‘Tidying Up’: Does Marie Kondo Hate Books?

Book lovers are a little mad at Marie Kondo.

Netflix’s popular new show about home organizing has received an overwhelming amount of positive reviews. Tidying Up with Marie Kondo follows the Japanese organizing guru as she helps people get a handle on their clutter, one superfluous spatula at a time.

Her methods and overall demeanor have won the hearts of millions – that’s why her book is back on top of the New York Times best-seller list. Been noticing more photos of neatly stacked shirts (always vertically, never horizontally) in your Instagram feed? That’s all Kondo’s influence.

But not everyone is loving Marie Kondo or her methods. Here’s why bibliophiles have a problem with the KonMari method.

Who is Marie Kondo?

The de-cluttering expert doesn’t have a fancy degree – just a love for cleaning and organizing that dates back to childhood. She even used to skip recess in elementary school so she could re-organize the classroom bookshelf. That’s how dedicated she is to tidying up.

Kondo launched her home organizing business at the age of 19 and almost instantly built up a months-long waiting list for her services. A customer suggested that she write a book about her unique approach to decluttering, and what followed became a bona fide cultural phenomenon. The Life-Changing Magic of Tidying Up: The Japanese Art of Decluttering and Organizing was first published in 2011 and released in the United States in 2014. Since then, it’s sold 8 million copies in 40 languages.

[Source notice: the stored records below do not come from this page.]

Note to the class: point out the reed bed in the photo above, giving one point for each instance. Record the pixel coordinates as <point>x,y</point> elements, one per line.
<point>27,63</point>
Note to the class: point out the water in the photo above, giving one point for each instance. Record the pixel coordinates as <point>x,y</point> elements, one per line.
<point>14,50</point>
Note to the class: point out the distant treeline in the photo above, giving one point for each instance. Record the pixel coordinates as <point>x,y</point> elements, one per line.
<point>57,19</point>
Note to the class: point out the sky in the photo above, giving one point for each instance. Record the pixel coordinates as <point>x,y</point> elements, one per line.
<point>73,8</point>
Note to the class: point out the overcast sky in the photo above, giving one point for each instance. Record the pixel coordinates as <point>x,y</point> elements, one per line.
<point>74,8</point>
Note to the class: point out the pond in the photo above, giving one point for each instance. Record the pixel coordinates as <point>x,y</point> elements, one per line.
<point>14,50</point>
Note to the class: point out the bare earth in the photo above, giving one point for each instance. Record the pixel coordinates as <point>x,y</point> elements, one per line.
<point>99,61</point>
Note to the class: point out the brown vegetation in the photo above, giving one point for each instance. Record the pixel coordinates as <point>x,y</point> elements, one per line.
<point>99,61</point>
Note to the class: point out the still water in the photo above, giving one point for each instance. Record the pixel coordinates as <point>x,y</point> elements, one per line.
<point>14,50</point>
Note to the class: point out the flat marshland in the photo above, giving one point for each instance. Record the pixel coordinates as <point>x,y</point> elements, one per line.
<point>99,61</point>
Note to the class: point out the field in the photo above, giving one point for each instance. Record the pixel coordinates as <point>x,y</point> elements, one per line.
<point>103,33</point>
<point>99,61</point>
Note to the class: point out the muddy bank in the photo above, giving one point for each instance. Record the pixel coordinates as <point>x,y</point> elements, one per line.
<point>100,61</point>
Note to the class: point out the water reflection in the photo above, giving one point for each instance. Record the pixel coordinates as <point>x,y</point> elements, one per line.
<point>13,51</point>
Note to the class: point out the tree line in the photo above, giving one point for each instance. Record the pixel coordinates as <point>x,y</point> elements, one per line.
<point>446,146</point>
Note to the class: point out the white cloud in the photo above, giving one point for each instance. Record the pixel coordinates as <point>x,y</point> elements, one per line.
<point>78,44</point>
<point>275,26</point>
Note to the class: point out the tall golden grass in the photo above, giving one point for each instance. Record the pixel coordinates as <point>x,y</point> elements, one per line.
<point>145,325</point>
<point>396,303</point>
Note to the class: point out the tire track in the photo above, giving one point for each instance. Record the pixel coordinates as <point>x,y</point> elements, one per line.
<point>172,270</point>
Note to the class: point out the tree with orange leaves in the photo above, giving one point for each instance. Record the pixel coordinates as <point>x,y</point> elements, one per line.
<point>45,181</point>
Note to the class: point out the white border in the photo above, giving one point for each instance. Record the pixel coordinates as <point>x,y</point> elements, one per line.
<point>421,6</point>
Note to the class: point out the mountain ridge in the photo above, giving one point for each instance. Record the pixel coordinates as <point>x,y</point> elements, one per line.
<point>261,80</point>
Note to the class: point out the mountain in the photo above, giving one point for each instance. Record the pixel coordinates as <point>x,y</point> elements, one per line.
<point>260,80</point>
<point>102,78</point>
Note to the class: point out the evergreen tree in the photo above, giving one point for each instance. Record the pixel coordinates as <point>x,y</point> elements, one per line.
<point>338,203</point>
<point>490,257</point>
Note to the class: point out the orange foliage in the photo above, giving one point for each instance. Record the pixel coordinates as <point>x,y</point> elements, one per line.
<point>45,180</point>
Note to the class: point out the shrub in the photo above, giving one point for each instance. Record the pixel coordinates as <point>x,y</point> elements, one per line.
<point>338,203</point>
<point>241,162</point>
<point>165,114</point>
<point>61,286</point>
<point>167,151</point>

Why do people think Marie Kondo hates books?

The KonMari method that Kondo uses with her clients has very specific steps to follow. Her clients tackle decluttering in a series of pre-defined tasks that must be followed in order. Those categories are clothing, books, documents, komono (miscellaneous), and sentimental items.

Kondo recommends that her clients gather everything in a specific category into a large pile and then go through each item one by one, only keeping things that “spark joy.” Anything that doesn’t give you a happy feeling gets donated or put into the trash.

So what’s the problem? Some people have taken issue with the way Marie Kondo treats the book decluttering process.

Award-winning novelist Anakana Schofield worded it this way on Twitter: “Do NOT listen to Marie Kondo or Konmari in relation to books. Fill your apartment & world with them. I don’t give a shite if you throw out your knickers and Tupperware but the woman is very misguided about BOOKS. Every human needs a v extensive library not clean, boring shelves.”

What does Marie Kondo think of books?

Like everything else, Kondo believes that you should only keep books that spark joy. When her clients are decluttering this category, she asks them if they can see themselves bringing that book into their future.

But critics say the “spark joy” concept doesn’t work for books. They say if you only keep those items, you’ll never stretch your intellect. “The point of the Konmari method is to figure out what you value most,” Kondo said in response. She confirmed that if you a book makes you feel inspired or excited, it’s worth keeping around.

She also pointed out that Japanese culture is different. Since there is more moisture in the air, people are less likely to keep books at home because they fear they’ll get ruined over the long term.

Bottom line? Marie Kondo doesn’t hate books. She doesn’t hate any of your stuff. Kondo is just trying to help you be more intentional about the items in your home. The fewer things you have, the more value you’ll place on each thing. Even books.